C/ Diario El Comercio 1 - 33207 Gijón (España) - UE
Visitanos... Visitanos...



Sábado, 22 de mayo de 2004

Los aeropuertos se llenan de glamour
La Reina vuelve a La Almudena para ultimar detalles y vigilar a sus nietos



AGENCIAS/MADRID


PROTAGONISTA. Carolina de Mónaco llegó acompañada de su hermano Alberto y Ernesto de Hannover. / EFE

Ya están todos en España. Ayer las pistas de los aeropuertos no daban abasto. Numerosos jefes de Estados y miembros de casas reales aterrizaron en Madrid para asistir al enlace.

La mayor parte de las llegadas se produjo con buen tiempo y a veces con un sol tormentoso, aunque alguna de ellas pisó el suelo de la capital en medio de un abundante aguacero. Los invitados hicieron gala de su simpatía, captada por el nutrido grupo de medios de comunicación presentes tanto en el aeropuerto de Barajas como en la Base Aérea de Torrejón de Ardoz.

El presidente de El Salvador, Francisco Flores, y su esposa, Lourdes Rodríguez, acompañados por su hija Gabriela, fueron los primeros en llegar. A continuación, lo hizo el presidente de Colombia, Álvaro Uribe. A la misma hora hacía lo propio el presidente de Nicaragua, Enrique Bolaños, y la presidenta de Panamá, Mireya Moscoso.

Haakon y Mette-Marit

El ex presidente sudafricano y Premio Nobel de la Paz en 1993 Nelson Mandela aterrizó poco después del mediodía acompañado de su esposa Graça Machel.

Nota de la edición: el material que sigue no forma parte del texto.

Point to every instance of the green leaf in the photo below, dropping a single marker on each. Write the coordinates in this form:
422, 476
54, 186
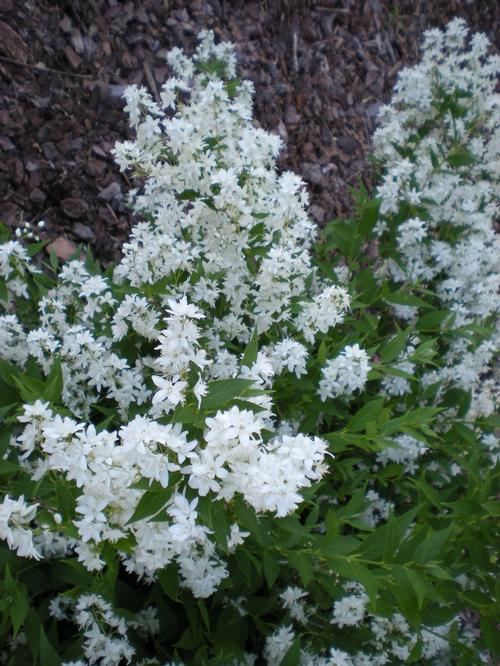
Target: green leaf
188, 195
461, 157
431, 321
368, 413
222, 391
54, 384
390, 351
303, 564
18, 610
271, 568
48, 655
250, 355
169, 581
292, 656
152, 502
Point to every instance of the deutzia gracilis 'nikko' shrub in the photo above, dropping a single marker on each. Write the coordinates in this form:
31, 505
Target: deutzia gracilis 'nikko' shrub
439, 144
225, 450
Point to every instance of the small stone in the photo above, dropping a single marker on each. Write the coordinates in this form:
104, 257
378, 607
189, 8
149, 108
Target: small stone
291, 116
312, 173
6, 143
83, 231
318, 213
112, 191
37, 196
63, 248
74, 207
73, 58
12, 44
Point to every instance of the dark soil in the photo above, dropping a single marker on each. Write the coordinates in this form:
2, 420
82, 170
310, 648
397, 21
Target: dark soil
321, 69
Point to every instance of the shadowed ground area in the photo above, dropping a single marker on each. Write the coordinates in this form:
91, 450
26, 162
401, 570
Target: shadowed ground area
321, 70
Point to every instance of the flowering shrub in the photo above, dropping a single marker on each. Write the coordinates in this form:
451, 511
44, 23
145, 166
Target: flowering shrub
225, 449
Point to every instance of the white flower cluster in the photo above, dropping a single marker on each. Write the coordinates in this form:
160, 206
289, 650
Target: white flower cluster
105, 640
105, 466
220, 220
222, 255
15, 266
345, 374
439, 142
16, 517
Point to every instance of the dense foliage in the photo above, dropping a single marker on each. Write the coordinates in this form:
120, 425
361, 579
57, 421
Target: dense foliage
248, 445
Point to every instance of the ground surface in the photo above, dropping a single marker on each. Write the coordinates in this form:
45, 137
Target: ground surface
321, 69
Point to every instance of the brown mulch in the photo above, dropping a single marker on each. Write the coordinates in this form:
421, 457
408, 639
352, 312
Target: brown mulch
321, 69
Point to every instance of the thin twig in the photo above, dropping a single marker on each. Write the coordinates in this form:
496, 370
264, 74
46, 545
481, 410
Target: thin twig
49, 70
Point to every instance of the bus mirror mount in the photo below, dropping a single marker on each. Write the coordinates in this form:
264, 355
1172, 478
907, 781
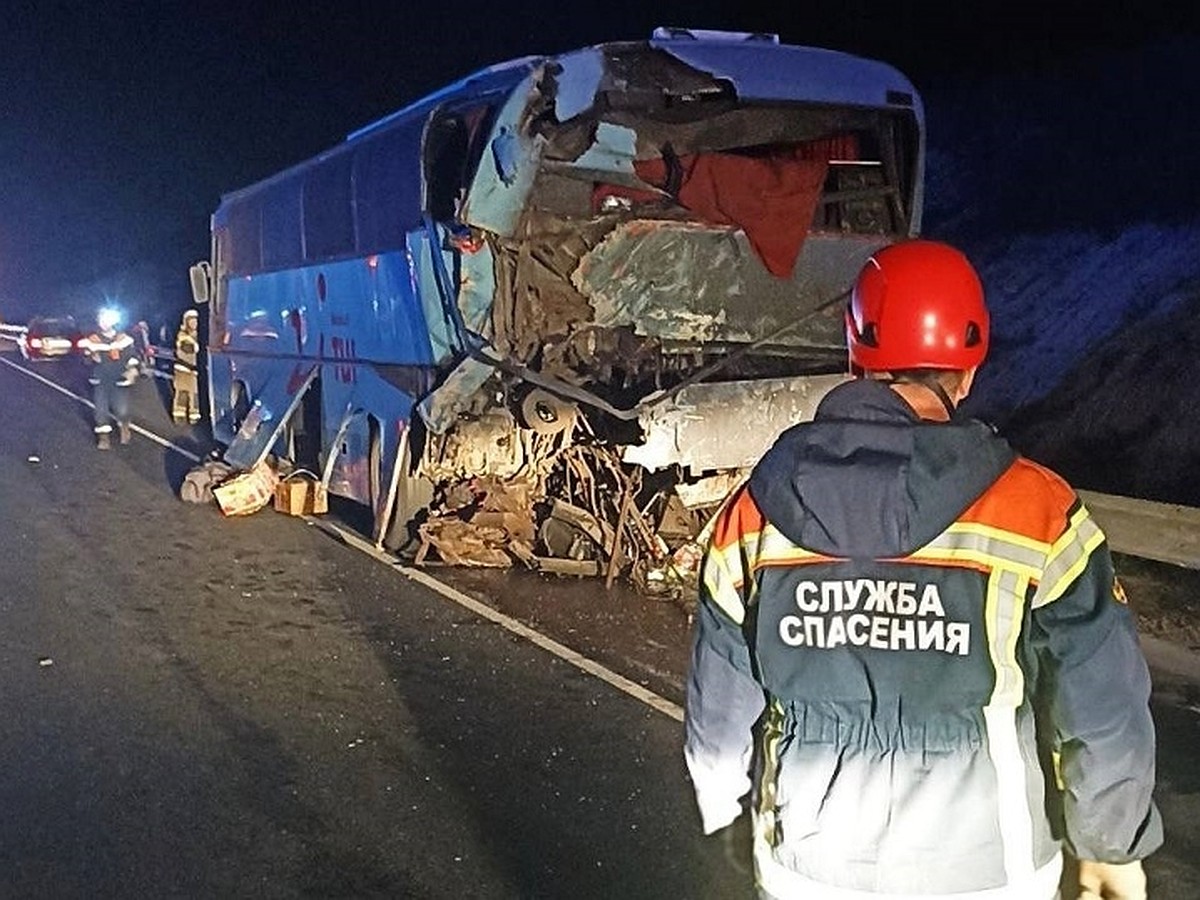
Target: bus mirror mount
201, 276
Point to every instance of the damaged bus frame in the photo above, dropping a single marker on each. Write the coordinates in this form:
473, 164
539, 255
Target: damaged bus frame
553, 312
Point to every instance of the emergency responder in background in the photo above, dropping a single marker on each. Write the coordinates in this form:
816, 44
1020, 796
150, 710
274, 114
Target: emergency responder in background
947, 675
185, 382
114, 369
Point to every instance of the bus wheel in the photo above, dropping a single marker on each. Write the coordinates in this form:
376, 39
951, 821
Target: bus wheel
414, 493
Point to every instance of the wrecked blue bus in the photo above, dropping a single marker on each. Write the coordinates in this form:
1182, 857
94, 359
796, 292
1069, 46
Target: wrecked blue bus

Minutos más tarde llegaban los príncipes herederos de Noruega, Haakon y Mette-Marit, acompañados de la princesa Marta Luisa y su marido, Ari Behn. A continuación lo hicieron los Reyes de Noruega. La reina Beatriz de Holanda, el presidente del Banco Mundial, Paul Wolfensohn, los grandes duques de Luxemburgo, y los príncipes de Liechtenstein, los Reyes de Bélgica, Alberto y Paola, sucedieron sus llegadas. Lo mismo sucedió con el príncipe Aga Khan de la India y los príncipes Salman Bin Hamad Al-Khalifa y Hala Bint Dais Al-Khalifa, herederos de Bahrein.

Claro que una de las más esperadas era Carolina de Mónaco, que viajó acompañada de su hermano Alberto y su marido, Ernesto de Hannover.

Mientras los aeropuertos ardían, la Reina volvía a la Almudena a ultimar detalles y vigilar muy de cerca los movimientos de sus nietos, que participarán en la comitiva nupcial. También lo hizo el Rey, que se desplazó hasta la catedral durante la mañana.